直球に狙い球を絞っていた伊万里打線に対し、知念は変化球でカウントを取りながら、146キロの自己最速を記録した直球をコースに制球良く決めて、打線を黙らせた。
四回がこの日最大のピンチだった。1死から三塁打を打たれ、伊万里4番の梶山を迎えた。投球モーションに入った知念にベンチから「行った」と声が飛ぶ。足を上げた時には既に打者がスクイズの構えをしていた。とっさにボールを大きく外して、三塁走者を挟殺。その後、梶山からも三振も奪った。捕手の池間大智は「警戒していたので立つ準備はできていた。あの場面が勝負を左右した」と振り返った。
打つ方では、相手先発に疲れが見えてきた最終回に打者一巡の猛攻で5得点を挙げた。
2安打3打点と活躍した仲村琉希は「知念に助けられたので、得点を挙げられ安心した」と笑顔。一方、試合前半で得点できなかったことに、比嘉公也監督は「後半3イニングで得点を取れたのは良かったが、一巡目から相手を捉えてほしい」と注文も付けた。
準々決勝はセンバツ出場の目安となる4強を懸けた大事な一戦となる。比嘉監督は「どこが相手でも一球一球、沖尚らしい試合をする」と気を引き締める。先発した知念は「自分の投球と守備からリズムをつくって、攻撃につなげるようにしたい」と意気込んだ。(屋嘉部長将)
◆興南、初戦突破/藤木→宮城で逃げ切る
2015年、16年と続けて初戦で敗れていた興南が、継投で1点差を守り切り、2回戦に進んだ。我喜屋優監督は「3年目の正直で久々の1勝。一つ勝つというのは大きい」とほほを緩めるも「内容的にはもう少し点が取れた。勝ち気になっていたのでもっとリラックスしてやらないと」と採点は厳しかった。

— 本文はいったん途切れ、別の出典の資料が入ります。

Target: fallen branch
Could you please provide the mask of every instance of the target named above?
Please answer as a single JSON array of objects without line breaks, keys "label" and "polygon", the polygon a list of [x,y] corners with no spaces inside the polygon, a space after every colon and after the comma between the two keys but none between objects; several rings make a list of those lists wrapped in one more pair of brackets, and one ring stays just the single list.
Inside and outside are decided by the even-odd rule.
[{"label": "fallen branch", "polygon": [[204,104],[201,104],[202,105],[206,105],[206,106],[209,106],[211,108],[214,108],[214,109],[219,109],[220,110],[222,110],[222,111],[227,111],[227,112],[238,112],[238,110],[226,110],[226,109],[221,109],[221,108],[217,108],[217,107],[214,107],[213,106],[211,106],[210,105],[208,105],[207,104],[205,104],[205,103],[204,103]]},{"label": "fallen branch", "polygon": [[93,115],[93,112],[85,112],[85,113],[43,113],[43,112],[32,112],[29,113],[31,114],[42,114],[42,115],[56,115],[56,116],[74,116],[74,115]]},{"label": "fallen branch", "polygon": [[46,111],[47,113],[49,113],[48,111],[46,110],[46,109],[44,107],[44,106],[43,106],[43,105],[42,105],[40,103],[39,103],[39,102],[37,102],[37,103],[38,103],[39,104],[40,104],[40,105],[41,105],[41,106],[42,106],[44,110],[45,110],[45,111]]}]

初回に4番に座る捕手・比嘉龍之介の安打で先制。五回には死球での押し出しで追加点を挙げた。2点の援護を受けた先発藤木琉悠が好投した。ストレートと変化球を織り交ぜた投球で宮崎日大打線を翻弄(ほんろう)。特にカットボールの調子がよく、三振を積み重ねた。
七回に宮崎日大の4番伊藤に、真ん中高めに甘く入ったそのカットボールを右中間に運ばれ、1点差に詰め寄られた。その後も二塁打を浴びるも、後続を三振で切った。八回にエラーで出塁を許し、宮城大弥に変わると、宮城が残るアウト5つのうち、3奪三振で試合を締めた。
24日の東筑(福岡1位)戦は、藤木、宮城ら4投手の継投で臨む予定だ。藤木は「後ろには頼れるピッチャーがいるので最初から全力で挑みたい」と力を込めた。